Like so many people who survive a spinal cord injury, every moment of Sheila's life depended on a mechanical ventilator, or vent, to breathe for her.
Her solution is the diaphragm pacing system. Think of it as a pacemaker for breathing, with a small battery-powered stimulator connected to the diaphragm by four electrical leads.
"At a predictable rate, say about 16-times a minute, this electrical signal will tell the diaphragm to contract.
We can change how long the stimulation lasts, how strong it is or how frequently it occurs to optimize it for each person."
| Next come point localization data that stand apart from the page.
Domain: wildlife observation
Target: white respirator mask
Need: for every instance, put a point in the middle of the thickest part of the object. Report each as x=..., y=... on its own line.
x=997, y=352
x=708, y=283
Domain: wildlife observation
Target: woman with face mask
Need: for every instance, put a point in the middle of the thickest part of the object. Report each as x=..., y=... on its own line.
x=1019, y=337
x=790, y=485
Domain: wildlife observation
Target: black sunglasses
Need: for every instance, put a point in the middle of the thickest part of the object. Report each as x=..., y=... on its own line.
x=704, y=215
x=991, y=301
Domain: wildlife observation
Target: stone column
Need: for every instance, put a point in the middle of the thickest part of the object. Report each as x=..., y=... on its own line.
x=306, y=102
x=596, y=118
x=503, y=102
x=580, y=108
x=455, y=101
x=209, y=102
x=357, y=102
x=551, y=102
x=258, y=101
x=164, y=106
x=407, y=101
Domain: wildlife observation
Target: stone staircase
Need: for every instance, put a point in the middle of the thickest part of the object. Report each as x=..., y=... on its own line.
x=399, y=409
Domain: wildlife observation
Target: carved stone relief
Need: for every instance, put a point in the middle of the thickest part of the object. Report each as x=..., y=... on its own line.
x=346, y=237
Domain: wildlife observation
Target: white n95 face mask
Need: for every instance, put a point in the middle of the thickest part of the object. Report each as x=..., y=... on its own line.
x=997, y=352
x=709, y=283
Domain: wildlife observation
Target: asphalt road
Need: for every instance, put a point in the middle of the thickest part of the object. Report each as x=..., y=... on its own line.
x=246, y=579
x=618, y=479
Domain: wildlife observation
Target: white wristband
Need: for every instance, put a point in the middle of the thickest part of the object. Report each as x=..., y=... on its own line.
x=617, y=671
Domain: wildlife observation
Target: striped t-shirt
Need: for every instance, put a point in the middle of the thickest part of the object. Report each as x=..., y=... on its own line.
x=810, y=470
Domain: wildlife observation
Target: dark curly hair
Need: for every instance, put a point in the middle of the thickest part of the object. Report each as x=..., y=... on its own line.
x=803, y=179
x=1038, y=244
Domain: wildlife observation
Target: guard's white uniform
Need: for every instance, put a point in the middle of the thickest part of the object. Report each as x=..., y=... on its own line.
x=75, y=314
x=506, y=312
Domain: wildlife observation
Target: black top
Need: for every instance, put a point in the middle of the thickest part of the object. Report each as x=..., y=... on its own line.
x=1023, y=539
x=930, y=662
Over a period of months, as Sheila's diaphragm muscle grew stronger through physical rehabilitation … her time off the ventilator grew from minutes to hours to complete liberation.
"Independence is essential."
Dr. Mark Lindsay says … helping Sheila regain the ability to breathe on her own also reduces the risk of deadly respiratory complications; pneumonia posing the greatest risk.
The ability to get rid of the tracheostomy tube — that's a foreign body that's in the trachea, and bacteria and other bugs like to be able to grab hold of that. So, to be able to take that out is gonna lower her risk of infection.
Helping to assure that there will be many more events for Sheila to enjoy with her family.
For Medical Edge, I'm Dennis Douda.
Sheila has grown strong enough that she can breathe on her own, even without the Diaphragm Pacer, for several hours a day.
Dr. Reeves says the savings from freeing a patient from a ventilator can be considerable, which is no small accomplishment in this day of trying to control medical costs.